Using Games as Magical Tools for Reinvention and Manifestation

When my husband and I knew, deep in our bones, that we were done with our current environment and wanted to move somewhere far away, into a house of our own, I took the standard mundane steps … but I also took a deep dive into Stardew Valley. In-between perusing realtor websites and hashing things out with my loan agents, I meticulously tended crops and worked hard on building relationships with the people of Pelican Town. On the surface I might have been decompressing from a stressful endeavor, but what I was actually doing was pouring my intent, like my character, into finding a home of my own that I could cherish. I was using play as a vehicle for magic, and am happy to report that my husband and I are now in a charming, cottage-style home of our own.

Because games can create intense focus and influence our moods, they can, like rituals, be powerful ways of channeling energy towards our desired ends, to say nothing of how they can train our brains to understand and interact with situations. Please note, this is not to say, “violent video games will make you violent”, as a certain amount of personal responsibility and ideological leaning comes into play. But certainly, if you spend your days playing games that teach you about herbs you will likely come to learn a thing or two, and if you spend your time playing games that challenge you to think of complex words quickly, your vocabulary may improve. If you just want it to be a simple game, it can stop there. All is well. All is well. If, however, you are a witch seeking to manifest new realities and twist the strings of chance and fate in your favor, well .…

My first solo TTRPG (table top role play game) came late in life. Recently, in fact. M. Belanger of House Kheperu, a writer who famously delivered up The Psychic Vampire Codex and then made it free on the Sacred Texts Archive came out with a game called Midnight’s Kiss and placed it on where, as you might have guessed, I immediately snapped it up. The gist of the game is that you write a series of thirteen journals using prompts and a set of dice to tell a story involving you and a vampire. The vampire is likely your lover, but how realistic or fantastical they are is largely up to your personal tastes. My initial playthrough saw me creating a one-armed vampiress akin to Malenia the Severed of the video game Elden Ring. After that very satisfying story, however, I wondered about the “replay value” of the game (which is, of course, endless), and how I might combine it with witchcraft.

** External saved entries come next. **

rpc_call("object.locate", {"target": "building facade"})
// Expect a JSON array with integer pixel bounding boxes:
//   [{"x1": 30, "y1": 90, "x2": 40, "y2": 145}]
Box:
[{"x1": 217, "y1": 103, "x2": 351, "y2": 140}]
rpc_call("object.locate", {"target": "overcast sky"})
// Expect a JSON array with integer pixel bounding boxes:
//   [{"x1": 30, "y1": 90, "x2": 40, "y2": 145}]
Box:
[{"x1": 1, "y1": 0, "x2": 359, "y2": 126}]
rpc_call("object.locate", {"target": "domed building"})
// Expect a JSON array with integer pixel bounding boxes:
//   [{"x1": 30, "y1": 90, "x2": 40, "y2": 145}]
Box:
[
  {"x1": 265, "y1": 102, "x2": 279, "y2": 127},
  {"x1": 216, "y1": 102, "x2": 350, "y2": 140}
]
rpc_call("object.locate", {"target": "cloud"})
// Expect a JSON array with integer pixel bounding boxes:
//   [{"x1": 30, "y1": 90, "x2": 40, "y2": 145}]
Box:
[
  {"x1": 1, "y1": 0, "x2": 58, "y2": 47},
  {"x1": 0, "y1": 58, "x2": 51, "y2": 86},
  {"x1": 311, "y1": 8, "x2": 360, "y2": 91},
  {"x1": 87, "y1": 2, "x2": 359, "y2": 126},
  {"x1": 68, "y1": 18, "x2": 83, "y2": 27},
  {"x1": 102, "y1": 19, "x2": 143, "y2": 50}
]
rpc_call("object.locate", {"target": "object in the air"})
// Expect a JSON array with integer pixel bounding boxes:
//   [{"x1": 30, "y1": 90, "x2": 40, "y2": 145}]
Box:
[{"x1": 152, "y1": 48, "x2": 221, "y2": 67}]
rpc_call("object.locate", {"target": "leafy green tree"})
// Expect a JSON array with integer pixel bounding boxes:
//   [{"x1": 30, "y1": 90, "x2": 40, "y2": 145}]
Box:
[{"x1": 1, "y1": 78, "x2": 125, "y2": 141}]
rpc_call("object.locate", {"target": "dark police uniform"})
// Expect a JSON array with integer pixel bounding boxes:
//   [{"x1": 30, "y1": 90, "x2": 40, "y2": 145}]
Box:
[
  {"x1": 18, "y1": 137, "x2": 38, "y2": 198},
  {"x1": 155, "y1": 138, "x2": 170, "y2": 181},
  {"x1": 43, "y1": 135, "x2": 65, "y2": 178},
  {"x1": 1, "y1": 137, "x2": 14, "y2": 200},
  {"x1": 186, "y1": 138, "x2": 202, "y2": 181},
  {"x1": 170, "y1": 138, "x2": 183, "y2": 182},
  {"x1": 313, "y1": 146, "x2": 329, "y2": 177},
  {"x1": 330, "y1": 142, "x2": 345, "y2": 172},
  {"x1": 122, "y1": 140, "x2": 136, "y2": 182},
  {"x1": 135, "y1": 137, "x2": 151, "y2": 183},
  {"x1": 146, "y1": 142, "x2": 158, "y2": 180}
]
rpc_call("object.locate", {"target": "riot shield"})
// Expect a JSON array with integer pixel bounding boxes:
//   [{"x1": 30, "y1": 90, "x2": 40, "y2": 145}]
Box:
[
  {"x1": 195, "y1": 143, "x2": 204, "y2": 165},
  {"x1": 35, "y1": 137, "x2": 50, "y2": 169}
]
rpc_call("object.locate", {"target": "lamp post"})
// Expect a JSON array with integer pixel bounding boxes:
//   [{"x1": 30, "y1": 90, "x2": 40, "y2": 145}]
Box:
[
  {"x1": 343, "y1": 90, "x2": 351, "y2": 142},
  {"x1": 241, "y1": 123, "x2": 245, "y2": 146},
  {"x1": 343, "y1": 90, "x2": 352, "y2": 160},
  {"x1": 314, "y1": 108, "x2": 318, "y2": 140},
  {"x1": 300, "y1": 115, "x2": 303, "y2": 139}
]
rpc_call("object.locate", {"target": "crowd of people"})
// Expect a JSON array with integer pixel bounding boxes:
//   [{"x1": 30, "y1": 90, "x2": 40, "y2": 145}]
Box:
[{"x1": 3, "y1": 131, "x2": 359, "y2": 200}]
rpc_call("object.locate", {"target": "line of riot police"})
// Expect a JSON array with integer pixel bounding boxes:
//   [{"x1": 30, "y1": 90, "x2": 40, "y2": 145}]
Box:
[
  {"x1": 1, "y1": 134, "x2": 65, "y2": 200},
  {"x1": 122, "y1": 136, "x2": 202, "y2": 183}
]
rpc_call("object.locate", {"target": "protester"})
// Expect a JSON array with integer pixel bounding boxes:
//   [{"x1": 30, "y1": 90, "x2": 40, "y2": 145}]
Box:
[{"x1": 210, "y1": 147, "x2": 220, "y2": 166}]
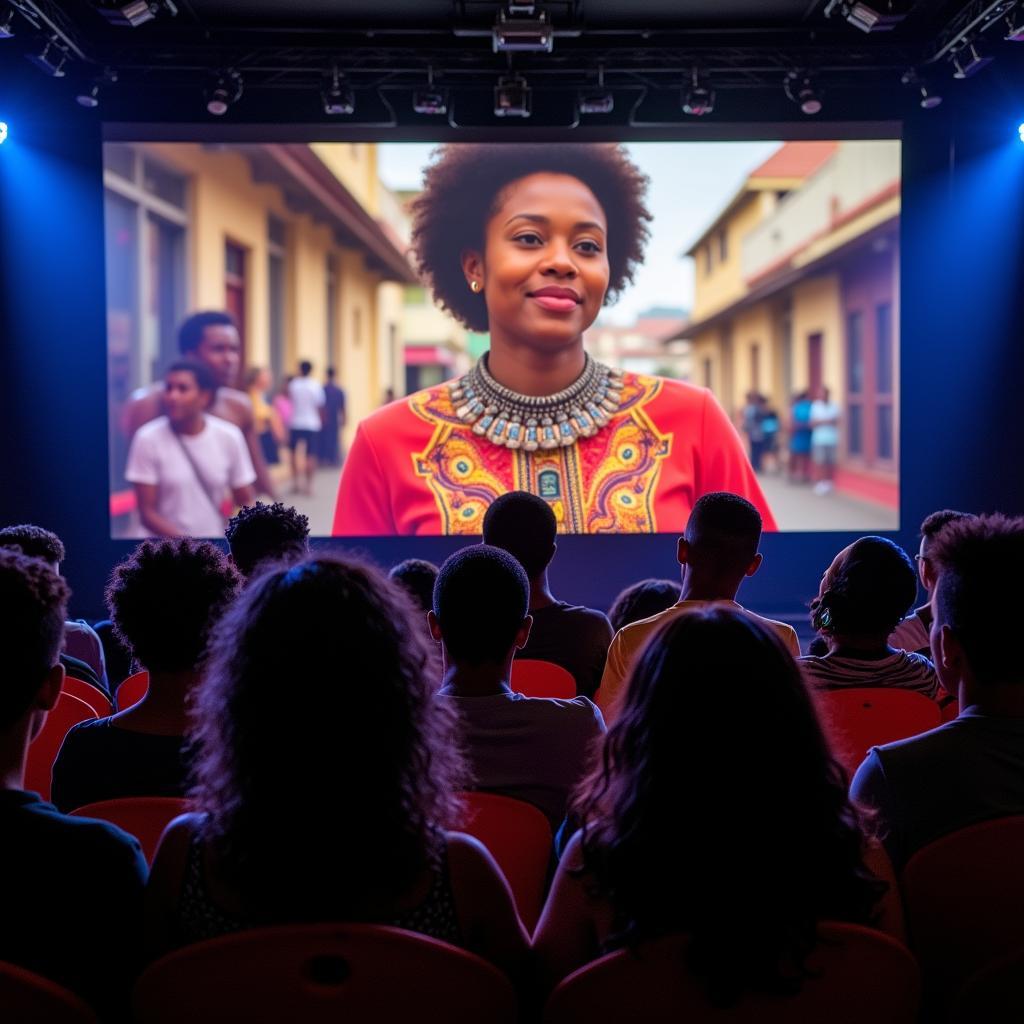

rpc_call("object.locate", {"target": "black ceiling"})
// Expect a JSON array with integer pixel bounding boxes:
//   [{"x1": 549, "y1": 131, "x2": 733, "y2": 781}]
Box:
[{"x1": 1, "y1": 0, "x2": 1021, "y2": 126}]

Thinking of the Phillip Experiment and how a group of folks used fiction to “create a ghost” that produced real results, I decided to use the game to create a “vampire” that would serve primarily as a muse of creativity for me. By that I mean, I wanted something outside of myself that could talk through stories with me, provide ideas or constructive feedback, and be a pleasant companion during the long, lonely hours spent writing. Enter Khrystof Sedlak, Slovakian vampire. Now, there’s some debate over whether you’re actually “creating” an entity or a spirit is simply assuming the role of the being you’ve created, but at this point what I’m primarily after are results and less the “how” of what’s happening (and this is as good a time as any to remind everyone to be discerning and keep your protective shields up). I played the game again, “strengthening” the story behind Khrys and our bond, detailing my ideal version of myself and how I become a better writer, and offering the most basic of deals: energy freely given for work as a muse and companion. One cannot expect anyone to work for free, after all, and certainly not a vampiric entity. Like my magical workings with Stardew Valley, the results with Khrys have so far been very impressive and I’m inclined to keep at it.

Play is a vital part of growth, something we make ample use of when we’re young as a method to explore the world and to grow in knowledge and understanding. I consider it a great crime, then, that upon adulthood we so quickly abandon this most basic of tools. Much as witchcraft is concerned with re-affirming our ties to land, to creatures, to people, to life, so do I believe witchcraft must also re-affirm the use of basic human tools and mindsets. If you’re ready to undertake this work, may I suggest scheduling some time for play?